Updated: May 29, 2020
In order for hard work and success to be sustainable, we must have a foundation of strength and health. It's almost impossible to take care of our businesses, our teams, or our families unless we also take care of ourselves. At least, not for very long. Many before me have compared this rule to the airplane safety lecture we get when we are told to put on our own oxygen mask before helping others with theirs.
Since I’m always trying to add value, I feel an almost competitive obligation to find an original life balance takeaway from the flight attendant opening speech. I realize this is limited territory; unless of course you haven’t been in a car since 1958 and don’t know how to use a seatbelt.
Here it is:
Know your exits and have multiple options.
With so many external pressures and responsibilities, it’s only natural that we’ll have moments when we seriously question if we can do it all. The cup is not just full, but pouring over the edges and we’re not sure how to stop the overflow. As comedian Steven Wright says, "That feeling you get when you lean back on your chair and you catch yourself just before you fall."
Sometimes, the advice of “just meditate” may not cut it. Feeling overwhelmed and time-crunched, you also know that going to the spa or even taking a walk is so not happening anytime soon.
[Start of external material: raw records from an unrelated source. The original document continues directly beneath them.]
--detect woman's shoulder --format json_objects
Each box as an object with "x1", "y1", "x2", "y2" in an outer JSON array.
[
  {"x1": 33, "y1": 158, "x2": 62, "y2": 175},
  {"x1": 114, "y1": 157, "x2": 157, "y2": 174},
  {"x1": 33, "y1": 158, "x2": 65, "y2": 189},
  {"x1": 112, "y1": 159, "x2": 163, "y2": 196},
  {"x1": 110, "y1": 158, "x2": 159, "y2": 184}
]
You'd love to get away from it all, but yeah.... no.
“Exiting” by definition requires starting from the inside and going out. We’re talking about times when physically leaving the situation is just not possible. Rather, we need to depart the internal frustration, negativity, stress, depression or “I’m gonna lose it” feeling.
Everyone has different strategies which work for them. And, different things are effective in different situations. The key is knowing where your exits are before you actually need to use them. Notice that you get the exit speech and double pointing fingers when the plane is still on solid ground.
My assignment to you is to consciously think of five ways you can almost instantly change your view of the world, even when you can’t change your world.
Here are my "exits":
Thinking of my happiest, funniest, goofiest memories. Sometimes the closest exit is behind us.
Asking, is this life or death? It may sound morbid, but sometimes this requires thinking of an actual “life or death” moment to create instant perspective. (Like my experience in Cannes which I will tell you about next week.)
Getting help. If you can't get out by yourself, call for assistance. Because I was forced to be so self-sufficient as a kid, it took me many years to realize that asking for help is a sign of strength, not a sign of weakness. Even when I can't get someone to physically help me, just being able to vent and get support over the phone (usually while multi-tasking) saves me.
Counting to 10. Call me old fashioned, but it works. I think of it as a 10-second meditation.
Naming that tune. Yes, I actually sing. For some reason, “You & Me Against the World” by Helen Reddy always does the trick. Weird choice, I know. But I’ve been singing that song to feel better since it came out in 1974. For fire emergencies, I prefer "Disco Inferno."
When you really need to "get away," find the best (and healthiest) exit as quickly as possible leaving all emotional baggage behind. Bon voyage!